The bands of the British Invasion, Hendrix, Janis Joplin and so many more were at the heart of my burgeoning interest in pop and rock. I listened to everything. It became habit to tune my radio to WABX, WRIF or other local rock stations first thing in the morning. They were on in the car. I spent my money earned by doing chores around the neighborhood on albums. As I listened to the radio or to my records I would try to play all the same rhythms and drum parts on a practice pad, or sitting on my bed and pounding away at the bed spread sending dust flying all over the room. I remember wanting a drum kit but there was no way we could afford one so I built one out of oatmeal boxes and pans for toms, a large bucket for a kick drum, cymbals made from coffee can lids nailed onto push broom poles I “borrowed” from the garage. The only real drum was my Ludwig snare — and it was quite a bit louder than the rest of the “kit” to say the least.
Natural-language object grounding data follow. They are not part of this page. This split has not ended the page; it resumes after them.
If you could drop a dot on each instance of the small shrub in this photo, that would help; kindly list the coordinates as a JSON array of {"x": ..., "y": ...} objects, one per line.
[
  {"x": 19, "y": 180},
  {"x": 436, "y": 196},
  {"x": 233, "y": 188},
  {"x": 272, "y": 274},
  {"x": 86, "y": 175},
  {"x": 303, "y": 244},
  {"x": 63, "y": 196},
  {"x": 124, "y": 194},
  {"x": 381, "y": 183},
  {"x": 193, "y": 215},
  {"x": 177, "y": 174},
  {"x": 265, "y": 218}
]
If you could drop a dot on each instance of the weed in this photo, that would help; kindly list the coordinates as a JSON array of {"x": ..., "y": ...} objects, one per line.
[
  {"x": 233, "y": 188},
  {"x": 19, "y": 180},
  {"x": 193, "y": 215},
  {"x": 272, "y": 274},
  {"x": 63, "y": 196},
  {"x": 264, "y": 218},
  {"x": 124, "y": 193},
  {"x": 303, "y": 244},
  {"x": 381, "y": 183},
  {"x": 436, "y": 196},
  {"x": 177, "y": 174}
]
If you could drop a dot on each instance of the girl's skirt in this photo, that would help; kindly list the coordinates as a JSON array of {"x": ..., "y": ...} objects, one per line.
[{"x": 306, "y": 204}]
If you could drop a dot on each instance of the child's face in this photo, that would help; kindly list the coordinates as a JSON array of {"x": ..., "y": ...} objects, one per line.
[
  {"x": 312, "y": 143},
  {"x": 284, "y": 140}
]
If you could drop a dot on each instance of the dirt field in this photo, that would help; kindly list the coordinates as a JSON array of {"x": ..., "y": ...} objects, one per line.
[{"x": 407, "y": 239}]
Then, in 1967, I got my first guitar. I had been wanting to play guitar since the Beatles first appearance on the Ed Sullivan Show but as I hadn’t stuck with the trombone for long and my interest in drums was beginning to wane it took a couple of years of saving money and a healthy doese of pleading and begging before I finally got one. The story of that guitar and how it came into my possession and what happened to it is another story for another time.
But getting that guitar was like opening another door. A door that has led to a hallway filled with other doors that lead to rooms each filled with wonder. A lifetime of doors to open and explore.
It wasn’t long before my bat and all those tennis and hardballs made their way into boxes in the basement. I still have the glove. It takes me back every time I see it. The leather still has that smell of summer. Al Kaline autographed that glove for me but the signature has long since faded. I have my Dad’s pipe — it smells of his tobacco and reminds me of all his life lessons. I have those memories of my youth, of baseball, of my early explorations in music, and of my Tigers. I’m still exploring musical doors and now, in retirement living in Idaho, I seek Tiger broadcasts, sometimes while playing a guitar.
Baseball and music always awakens the child within me. I never want to lose that sense of wonder.
___________________
Authors note: As I was finishing this story I learned that my baseball idol, Al Kaline passed away on this day, April 6, 2020. He was 85. He played 22 seasons with the Tigers signing with them right after high school and was playing in the majors a few weeks after signing. He never played in the minors.